So, if bit 3 is stuck, who's to blame? My first guess would be the 74161; since it's responsible for incrementing the upper 4 bits of the MA value, and since bit 3 does not change when bit 4 of MA is incremented it seems a very likely culprit. I 'scoped out the input (pin 4) and output (pin 13) and pin 4 was a steady 1.8V, pin 13 was a steady 3.8V and were completely unaffected by inputs from the console. It's still possible that the 74H52 is pulling the input to pin 4 down but it's difficult to prove, at least given my still limited debugging skills.
I took a gamble and replaced the 74161. Afterwards, Bit 3 was still stuck on, but I could occasionally get it to go out now, however the behavior was pretty random -- setting Bit 4 and then clearing it would cause Bit 3 to go out. Any other operation would cause Bit 3 to come back on. Weird.

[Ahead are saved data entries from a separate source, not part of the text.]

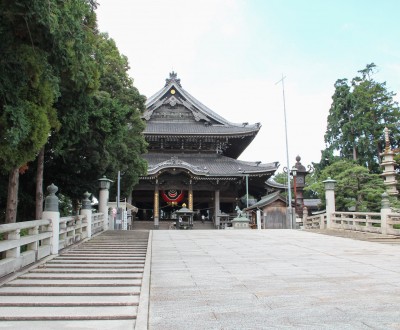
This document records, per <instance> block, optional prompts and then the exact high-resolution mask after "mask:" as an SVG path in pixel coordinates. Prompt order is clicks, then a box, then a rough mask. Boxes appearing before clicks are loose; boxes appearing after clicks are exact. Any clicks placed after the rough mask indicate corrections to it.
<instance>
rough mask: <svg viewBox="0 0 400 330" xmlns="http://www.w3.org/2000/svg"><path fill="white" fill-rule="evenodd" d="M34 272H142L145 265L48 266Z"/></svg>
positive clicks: (31, 271) (80, 273) (67, 272)
mask: <svg viewBox="0 0 400 330" xmlns="http://www.w3.org/2000/svg"><path fill="white" fill-rule="evenodd" d="M33 273H44V274H52V273H59V274H74V273H76V274H86V273H96V274H111V275H113V274H142V273H143V267H134V268H133V267H126V268H121V267H119V268H114V267H112V268H110V267H97V268H88V269H86V268H73V267H56V266H54V267H46V268H36V269H34V270H32V271H30V274H33Z"/></svg>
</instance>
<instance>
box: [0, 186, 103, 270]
mask: <svg viewBox="0 0 400 330" xmlns="http://www.w3.org/2000/svg"><path fill="white" fill-rule="evenodd" d="M103 180H104V179H103ZM102 189H103V190H107V192H108V187H105V188H104V187H103V188H102ZM57 190H58V188H57V187H56V186H55V185H54V184H51V185H50V186H48V187H47V191H48V196H47V197H46V199H45V207H44V212H43V215H42V218H43V219H41V220H32V221H25V222H17V223H9V224H4V225H0V235H1V236H2V240H0V257H1V258H0V277H2V276H5V275H8V274H11V273H13V272H16V271H19V270H20V269H22V268H23V267H25V266H28V265H30V264H32V263H34V262H37V261H40V260H42V259H44V258H46V257H48V256H49V255H57V254H58V253H59V251H60V250H61V249H64V248H66V247H68V246H71V245H73V244H76V243H77V242H80V241H82V240H84V239H87V238H91V237H92V235H93V234H96V233H99V232H101V231H103V230H107V229H108V222H109V219H108V214H106V215H105V214H104V213H103V212H99V213H92V206H91V203H90V200H89V199H88V197H89V196H90V194H89V193H88V192H86V193H85V194H84V199H83V200H82V209H81V214H80V215H76V216H68V217H63V218H60V212H59V209H58V204H59V200H58V197H57V196H56V192H57ZM102 196H103V197H104V196H105V194H104V193H103V195H102ZM107 198H108V196H107ZM99 202H100V203H101V205H107V200H104V198H100V200H99ZM103 209H105V210H107V209H106V208H104V207H103ZM21 231H23V232H22V234H21Z"/></svg>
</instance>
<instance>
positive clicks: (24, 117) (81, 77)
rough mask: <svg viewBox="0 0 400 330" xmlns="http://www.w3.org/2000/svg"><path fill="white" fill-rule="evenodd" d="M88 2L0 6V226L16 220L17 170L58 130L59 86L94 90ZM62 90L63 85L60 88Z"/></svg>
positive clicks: (93, 74)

At this point I figured it had to be the 74H52 so I replaced it as well. Success! Bit 3 works correctly now, and now the MA register seems to be 100% working.
With the MA repaired I can now address the boot ROM, which lives at address 40 (octal). I can successfully read the boot ROM using the front panel (modulo the bug in the Memory Buffer register)! This means that the memory addressing logic is working correctly, which is another bit of good news.

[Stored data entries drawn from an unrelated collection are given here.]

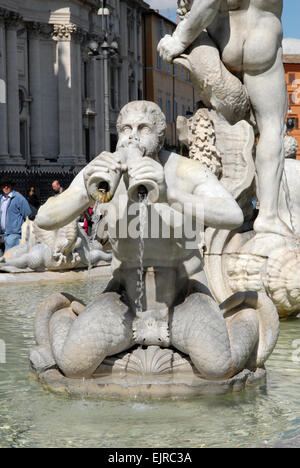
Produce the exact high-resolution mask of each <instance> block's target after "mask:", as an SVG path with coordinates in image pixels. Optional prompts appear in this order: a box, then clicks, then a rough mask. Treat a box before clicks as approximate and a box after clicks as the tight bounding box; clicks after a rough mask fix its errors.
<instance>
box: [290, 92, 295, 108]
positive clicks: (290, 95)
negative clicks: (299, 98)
mask: <svg viewBox="0 0 300 468" xmlns="http://www.w3.org/2000/svg"><path fill="white" fill-rule="evenodd" d="M294 104H295V95H294V93H292V94H289V106H293V105H294Z"/></svg>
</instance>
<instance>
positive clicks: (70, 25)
mask: <svg viewBox="0 0 300 468" xmlns="http://www.w3.org/2000/svg"><path fill="white" fill-rule="evenodd" d="M84 34H85V33H84V31H83V30H82V29H81V28H80V27H79V26H77V25H76V24H73V23H70V24H54V25H53V33H52V37H53V39H55V40H57V41H71V40H75V41H78V42H81V41H82V39H83V37H84Z"/></svg>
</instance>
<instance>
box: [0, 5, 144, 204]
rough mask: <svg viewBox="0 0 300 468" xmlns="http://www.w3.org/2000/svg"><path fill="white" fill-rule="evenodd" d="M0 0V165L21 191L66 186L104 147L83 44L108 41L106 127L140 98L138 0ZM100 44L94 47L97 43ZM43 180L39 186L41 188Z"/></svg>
mask: <svg viewBox="0 0 300 468" xmlns="http://www.w3.org/2000/svg"><path fill="white" fill-rule="evenodd" d="M99 7H101V2H99V0H68V1H65V0H23V1H22V2H20V1H19V0H0V172H1V174H3V173H10V175H11V177H12V178H13V179H14V180H15V183H16V188H17V189H19V190H20V191H21V192H22V193H24V192H25V189H27V188H28V187H29V185H32V184H34V185H35V186H37V189H38V191H39V190H40V196H41V198H42V199H43V198H46V195H48V191H49V184H50V182H51V180H53V178H59V179H60V180H61V181H62V182H63V185H65V186H66V185H67V184H68V183H69V182H70V181H71V180H72V179H73V177H74V174H76V173H77V172H78V171H79V170H80V169H81V168H82V167H83V166H84V165H85V164H86V163H87V162H89V161H90V160H91V159H92V158H93V157H95V156H96V155H97V154H99V153H100V152H101V151H102V150H103V149H104V132H105V129H104V111H105V110H104V79H105V76H104V67H103V60H102V59H101V55H100V56H98V57H91V56H90V55H89V53H88V52H89V48H88V44H89V43H90V41H91V40H94V41H96V42H98V43H99V44H101V43H102V42H103V40H104V35H105V31H107V32H108V33H109V34H108V41H109V42H111V41H116V42H117V44H118V53H116V54H115V55H114V57H111V58H110V60H109V67H108V89H109V127H110V128H109V131H110V140H111V144H112V149H113V148H114V145H115V143H116V130H115V122H116V119H117V116H118V113H119V110H120V108H121V107H122V106H123V105H124V104H126V103H127V102H128V101H129V100H133V99H139V98H142V95H143V63H142V12H143V11H144V10H145V9H146V8H148V6H147V5H146V4H145V3H144V2H143V1H142V0H128V1H123V0H108V1H107V2H106V7H107V8H108V9H109V13H110V14H109V16H104V17H101V16H99V14H98V10H99ZM100 49H101V47H100ZM46 185H47V187H46Z"/></svg>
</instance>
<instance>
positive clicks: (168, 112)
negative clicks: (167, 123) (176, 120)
mask: <svg viewBox="0 0 300 468" xmlns="http://www.w3.org/2000/svg"><path fill="white" fill-rule="evenodd" d="M166 117H167V122H171V121H172V114H171V101H170V99H167V116H166Z"/></svg>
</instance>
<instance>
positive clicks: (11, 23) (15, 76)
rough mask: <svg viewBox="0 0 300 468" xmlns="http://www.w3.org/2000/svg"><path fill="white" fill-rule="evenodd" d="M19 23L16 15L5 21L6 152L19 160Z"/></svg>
mask: <svg viewBox="0 0 300 468" xmlns="http://www.w3.org/2000/svg"><path fill="white" fill-rule="evenodd" d="M19 22H20V16H19V15H18V14H16V13H10V15H9V16H8V18H7V20H6V25H7V28H6V63H7V116H8V151H9V155H10V157H13V158H21V152H20V113H19V76H18V51H17V26H18V24H19Z"/></svg>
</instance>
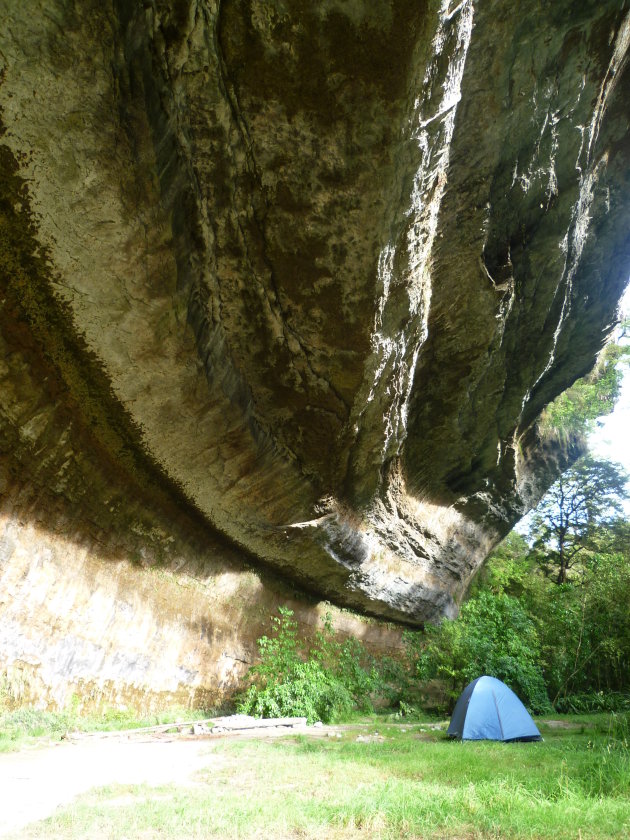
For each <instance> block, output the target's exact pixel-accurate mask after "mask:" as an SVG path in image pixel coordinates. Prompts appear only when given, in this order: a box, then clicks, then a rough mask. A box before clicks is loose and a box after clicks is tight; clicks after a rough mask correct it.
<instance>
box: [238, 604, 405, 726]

That's enough for tonight. I plan to do two things to make debugging and repair easier:
- I need an "extender" board (similar to these, only smaller) for Imlac cards, so I can access the logic more easily. (I debugged the MA board by tacking wires onto the chip leads with a bit of solder -- this is a royal pain in the ass.) I plan to construct one or two of these before I continue the repair work.
- Having a better supply of 74XX series logic on hand would be very useful so I don't need to run out to the store every time I find a faulty chip. I plan to order a small sampling of the chips commonly used in this machine so I'll have them when I need them; even if I don't use them in the Imlac they'll be useful for other repair projects.
Egads, it's late. That's all for now, catch you on the flip side, Kidd Video!